Nah, suatu ketika Be Jo Jr yang memang lasak ini mengejar mobil-mobilannya yang lari ke kolong ranjang Bejo. Eh, matanya menagkap sebuah benda aneh berwarna coklat.
O, sebuah peti kayu kecil yang indah, berukir dan bertatah emas. Ia buka, tak ada apapun selain selembar kertas lusuh.
***
Resep Jampi Kepala Sakit:
Minumlah Parasetamol sambil membaca hizib ini:
Sadhumuk bathuk saanyari bumi
Ilang migrainku, bleh!
Bejo yang sedang nonton acara masak memasak di TV terhenyak, kaget bukan kepalang medengar suara cempreng anaknya, Bergegas bagaikan satpol PP ngejar pedagang kaki lima ia lari ke kamarnya. Awh!
"Juniyor, apa-apan in?"
Dengan tatapan mata polos Be Jo Jr malah tertawa-tawa, "Papa ngapain kertas ginian disimpen?"
Oalah ini anak, tanpa kertas itu kamu bisa jadi anak kere, bahkan mungkin nggak lahir karena kalo aku jadi kere nggak mungkin Jeng Lady mau jadi istriku, jadi emakmu....!
"Taruh, sayang.. kembalikan.." Bujuk Bejo.
"Iiih, Papa ini kan tulisan biasa, kayaknya catatan buat obat sakit kepala."
"Heh?!!" Bejo terlonjak. Sungut tebalnya mendadak tegang. Diapun merebut kertas kumal itu. Matanya meneliti dengan cermat setiap kata setiap huruf dari ajimatnya itu.
Delapan tahun kertas itu ia simpan di peti. Sejak sekali membaca di pinggir Ciliwung dini hari Jumat Legi itu tak pernah ia membaca kertas wangsit tersebut.
Delapan tahun ia meyakini bahwa kertas itu bertuliskan resep jampi-jampi untuk ilmu Kepalan Sakti yang selama ini ia andalkan:
Resep Jampi Kepalan Sakti:
Minumlah Parasetamol sambil membaca hizib ini:
Sadhumuk bathuk saanyari bumi
Ilang migrainku, bleh!
Ya, RESEP JAMPI KEPALAN SAKTI, mantra ampuh dari lelembut, danyang, dan jin-jin sing mbahurekso kali Ciliwung.
Delapan tahun ia meyakini mantra itulah yang memberinya energi luar biasa! Menjadikannya from zero to hero!

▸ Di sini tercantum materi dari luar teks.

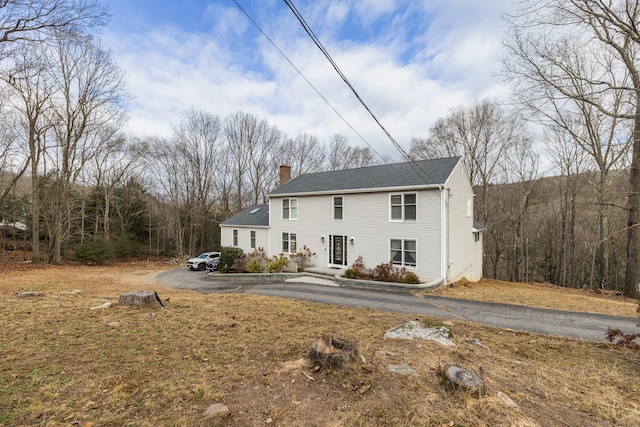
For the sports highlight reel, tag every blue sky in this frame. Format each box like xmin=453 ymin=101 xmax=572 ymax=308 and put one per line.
xmin=103 ymin=0 xmax=512 ymax=159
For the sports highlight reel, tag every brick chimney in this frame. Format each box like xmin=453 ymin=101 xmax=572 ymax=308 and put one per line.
xmin=280 ymin=164 xmax=291 ymax=185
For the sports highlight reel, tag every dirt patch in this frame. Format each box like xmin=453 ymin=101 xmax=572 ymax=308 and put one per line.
xmin=0 ymin=264 xmax=640 ymax=427
xmin=436 ymin=279 xmax=638 ymax=317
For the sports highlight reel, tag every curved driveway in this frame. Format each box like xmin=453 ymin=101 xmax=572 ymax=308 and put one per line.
xmin=156 ymin=268 xmax=640 ymax=342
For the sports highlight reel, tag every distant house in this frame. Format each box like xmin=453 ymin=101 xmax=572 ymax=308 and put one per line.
xmin=222 ymin=157 xmax=483 ymax=283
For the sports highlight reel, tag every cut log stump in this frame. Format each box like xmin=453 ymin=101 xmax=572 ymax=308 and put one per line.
xmin=118 ymin=291 xmax=164 ymax=307
xmin=309 ymin=337 xmax=356 ymax=369
xmin=440 ymin=365 xmax=485 ymax=397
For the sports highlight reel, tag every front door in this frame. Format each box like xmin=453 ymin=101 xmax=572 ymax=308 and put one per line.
xmin=329 ymin=235 xmax=347 ymax=266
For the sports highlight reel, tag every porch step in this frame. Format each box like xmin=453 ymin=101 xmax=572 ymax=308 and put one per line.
xmin=304 ymin=266 xmax=347 ymax=277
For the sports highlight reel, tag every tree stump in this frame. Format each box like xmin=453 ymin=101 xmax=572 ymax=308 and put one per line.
xmin=440 ymin=365 xmax=485 ymax=397
xmin=309 ymin=337 xmax=356 ymax=369
xmin=118 ymin=291 xmax=164 ymax=307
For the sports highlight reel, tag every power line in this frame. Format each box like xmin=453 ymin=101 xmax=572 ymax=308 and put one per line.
xmin=233 ymin=0 xmax=384 ymax=160
xmin=284 ymin=0 xmax=411 ymax=162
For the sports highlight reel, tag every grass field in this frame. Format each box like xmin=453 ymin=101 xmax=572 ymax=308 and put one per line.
xmin=0 ymin=263 xmax=640 ymax=427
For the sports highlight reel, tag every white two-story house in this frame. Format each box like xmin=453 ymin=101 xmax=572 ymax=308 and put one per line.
xmin=221 ymin=157 xmax=483 ymax=283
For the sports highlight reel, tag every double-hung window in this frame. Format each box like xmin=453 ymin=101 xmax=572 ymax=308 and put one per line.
xmin=389 ymin=193 xmax=418 ymax=221
xmin=333 ymin=196 xmax=343 ymax=221
xmin=389 ymin=239 xmax=417 ymax=267
xmin=282 ymin=233 xmax=298 ymax=254
xmin=282 ymin=199 xmax=298 ymax=219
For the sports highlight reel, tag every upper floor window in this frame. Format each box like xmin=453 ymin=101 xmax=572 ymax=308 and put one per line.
xmin=282 ymin=199 xmax=298 ymax=219
xmin=333 ymin=196 xmax=342 ymax=221
xmin=390 ymin=193 xmax=417 ymax=221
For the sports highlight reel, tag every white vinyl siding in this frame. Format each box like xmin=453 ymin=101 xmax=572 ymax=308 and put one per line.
xmin=269 ymin=188 xmax=442 ymax=282
xmin=445 ymin=162 xmax=482 ymax=281
xmin=220 ymin=225 xmax=269 ymax=254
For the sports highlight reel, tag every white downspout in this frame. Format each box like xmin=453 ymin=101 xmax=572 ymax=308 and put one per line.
xmin=440 ymin=187 xmax=449 ymax=285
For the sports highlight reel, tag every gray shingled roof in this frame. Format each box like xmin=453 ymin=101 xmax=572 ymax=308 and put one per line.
xmin=221 ymin=205 xmax=269 ymax=227
xmin=270 ymin=157 xmax=460 ymax=196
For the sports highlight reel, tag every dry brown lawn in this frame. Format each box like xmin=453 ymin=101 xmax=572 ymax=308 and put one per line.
xmin=0 ymin=263 xmax=640 ymax=427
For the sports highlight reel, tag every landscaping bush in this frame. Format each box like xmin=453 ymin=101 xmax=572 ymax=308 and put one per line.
xmin=73 ymin=237 xmax=113 ymax=264
xmin=344 ymin=268 xmax=360 ymax=279
xmin=291 ymin=245 xmax=316 ymax=271
xmin=373 ymin=262 xmax=400 ymax=282
xmin=245 ymin=259 xmax=265 ymax=273
xmin=403 ymin=271 xmax=420 ymax=285
xmin=350 ymin=255 xmax=372 ymax=279
xmin=269 ymin=254 xmax=289 ymax=273
xmin=238 ymin=247 xmax=269 ymax=273
xmin=218 ymin=246 xmax=244 ymax=273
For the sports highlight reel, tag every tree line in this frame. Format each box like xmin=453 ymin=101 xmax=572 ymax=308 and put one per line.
xmin=0 ymin=0 xmax=640 ymax=296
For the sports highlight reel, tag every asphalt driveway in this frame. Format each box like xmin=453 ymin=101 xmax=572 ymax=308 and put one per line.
xmin=157 ymin=268 xmax=640 ymax=342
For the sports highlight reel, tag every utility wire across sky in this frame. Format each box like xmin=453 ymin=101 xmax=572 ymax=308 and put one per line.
xmin=233 ymin=0 xmax=383 ymax=159
xmin=282 ymin=0 xmax=411 ymax=161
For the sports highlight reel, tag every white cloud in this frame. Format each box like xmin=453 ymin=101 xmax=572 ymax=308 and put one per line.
xmin=107 ymin=0 xmax=516 ymax=158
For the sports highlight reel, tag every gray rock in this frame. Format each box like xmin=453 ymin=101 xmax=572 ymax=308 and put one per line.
xmin=384 ymin=320 xmax=456 ymax=347
xmin=464 ymin=338 xmax=489 ymax=348
xmin=387 ymin=363 xmax=418 ymax=377
xmin=118 ymin=291 xmax=164 ymax=307
xmin=89 ymin=301 xmax=112 ymax=310
xmin=204 ymin=403 xmax=231 ymax=418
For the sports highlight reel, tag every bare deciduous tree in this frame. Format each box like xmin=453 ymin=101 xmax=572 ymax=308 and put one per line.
xmin=277 ymin=133 xmax=327 ymax=177
xmin=48 ymin=32 xmax=127 ymax=264
xmin=505 ymin=0 xmax=640 ymax=296
xmin=0 ymin=0 xmax=109 ymax=56
xmin=0 ymin=46 xmax=53 ymax=263
xmin=327 ymin=135 xmax=377 ymax=170
xmin=411 ymin=100 xmax=526 ymax=223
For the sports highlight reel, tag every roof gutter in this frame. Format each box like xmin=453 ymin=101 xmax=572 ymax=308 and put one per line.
xmin=267 ymin=184 xmax=443 ymax=198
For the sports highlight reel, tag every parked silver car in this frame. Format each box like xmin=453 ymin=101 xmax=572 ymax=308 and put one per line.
xmin=187 ymin=252 xmax=220 ymax=271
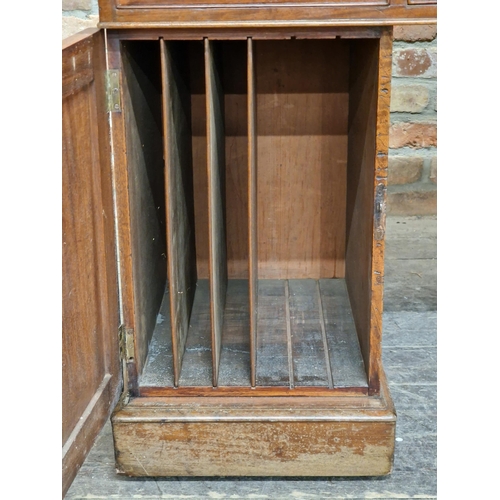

Dan, sore ini ia dihadapkan pada sebuah lelucon tak lucu bahwa ternyata ia salah baca! Benar! Matanya masih waras, dan dengan jelas membaca: JAMPI KEPALA SAKIT, Paracetamol! Anak kecil saja tahu!
Ah! Bodoh benar aku ini!
Seketika mentalnya ciut kembali, seperti Bejo culun yang dulu. Sungutnya lunglai.
***
Sejak saat itu Bejo kembali seperti semula. 'Semula' yang bukan 'aslinya'.
Ya, sesungguhnya keadaan sewaktu saktilah Bejo yang asli. Setiap orang terlahir berani. Lihatlah bayi yang selalu berani mencoba sesuatu tanpa banyak menyoal.
Seiring perjalanan hidupnya terlalu banyak program negatif yang kemudian menutupi fitrahnya, potensi terbaiknya. Pengalaman-pengalaman tak menyenangkan mengendap di alam bawah sadarnya membentuk mental block yang menghambat keluarnya potensi itu.
Sayang sekali, Bejo mengira bahwa kertas lecek itu adalah jimatnya, jiwanya sehingga ketika ia tahu bahwa ia salah baca kesaktiannya hilang.
Sesungguhnya bukan mantra itu yang sakti, namun ketika membaca mantra salah itu segenap jiwanya hadir, tubuh dan jiwa menyatu, segenap potensi hadir bahu membahu mewujudkan kejayaannya.
Mantra lecek itu telah mensugestinya bahwa ia memilki kekuatan luar biasa, keberanian tak terkalahkan. Bukankah itu hanya selembar kertas catetan cara minum obat yang barangkali hanyut dari sebuah tempat sampah di pinggir kali Ciliwung,?
Ah, Bejooo... Bejo. Andai kau tahu, Jo...
***
NB: membaca note ini tanpa membaca part 1 adalah bukan perbuatan melanggar hukum.